"We are part of multiple overlapping systems that we are not aware of" a colleague of my said years ago, and it rings in my mind today. I remember noting to myself a few springs ago that spring is not as easy as it looks- the bright sun and cheery flowers convince the mind that all is well, but the body has a hard job with this major changes of temperature, light, bits of things floating in the air, and the change of seasonal food.
(By the way, the blackberries this year are the best I've ever had. Eat some now before they fade!)
The emotional body follows along, uplifted by the growing light, confused by the body's transitions. So maybe what I'm feeling right now is just spring.
But I've also noticed that each year our congregational system shows considerable anxiety each spring as our Annual Meeting approaches. We have to approve a budget, and no matter how much money we raise, we always raise more great ideas about how to spend it. We have to elect new officers, and the worry that we won't fill all those slots disturbs the sleep of those who have to fill them. Congregational leaders have been working hard all year, and may be tired or burned out. Their term ends in April and we prepare for the transition of elected leaders in May. This year in particular the congregation and I are anticipating our impending separation.

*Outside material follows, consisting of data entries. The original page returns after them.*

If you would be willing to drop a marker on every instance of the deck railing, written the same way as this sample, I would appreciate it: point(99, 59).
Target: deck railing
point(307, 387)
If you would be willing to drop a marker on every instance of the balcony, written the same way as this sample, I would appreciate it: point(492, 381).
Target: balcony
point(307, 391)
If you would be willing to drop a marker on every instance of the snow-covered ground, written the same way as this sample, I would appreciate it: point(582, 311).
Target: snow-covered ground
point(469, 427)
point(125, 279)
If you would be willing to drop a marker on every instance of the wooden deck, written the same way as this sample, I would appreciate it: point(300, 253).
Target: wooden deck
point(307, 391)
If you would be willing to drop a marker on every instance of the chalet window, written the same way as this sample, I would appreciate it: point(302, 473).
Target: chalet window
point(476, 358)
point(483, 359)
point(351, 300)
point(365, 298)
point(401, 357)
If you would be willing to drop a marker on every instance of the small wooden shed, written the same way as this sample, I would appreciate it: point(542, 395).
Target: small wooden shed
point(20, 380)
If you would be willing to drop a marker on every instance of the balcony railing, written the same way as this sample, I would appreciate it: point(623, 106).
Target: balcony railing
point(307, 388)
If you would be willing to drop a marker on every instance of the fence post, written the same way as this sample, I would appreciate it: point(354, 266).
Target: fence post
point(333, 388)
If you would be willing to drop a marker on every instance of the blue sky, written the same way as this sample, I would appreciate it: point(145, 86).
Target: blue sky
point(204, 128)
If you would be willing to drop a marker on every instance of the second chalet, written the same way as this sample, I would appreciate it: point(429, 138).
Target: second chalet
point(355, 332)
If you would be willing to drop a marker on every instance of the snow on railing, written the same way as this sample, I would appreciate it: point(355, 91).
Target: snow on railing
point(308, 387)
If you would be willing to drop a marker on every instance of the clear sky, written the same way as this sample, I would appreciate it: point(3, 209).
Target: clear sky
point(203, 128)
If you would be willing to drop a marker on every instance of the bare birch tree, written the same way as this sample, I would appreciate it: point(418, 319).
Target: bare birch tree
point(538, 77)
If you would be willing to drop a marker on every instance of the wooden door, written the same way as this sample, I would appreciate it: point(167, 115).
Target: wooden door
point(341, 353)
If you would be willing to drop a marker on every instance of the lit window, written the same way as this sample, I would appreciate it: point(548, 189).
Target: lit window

So maybe the weirdness I feel is from being part of that congregational system.
And moreover, we finally closed on our house. We went out to celebrate at the NICE sushi place. But within a day or two all 3 of us had weird tummy trouble and a hard time sleeping. (Even our dog seemed to have troubled dreams).
So do I feel the way I do because of the seasonal transition, congregational transition, family transition or personal transition, or are there other cycles and systems effecting me that I am not even aware of?
Really I'd just like to go through all these transitions without feeling any grief or discomfort. Is there something I can take for that?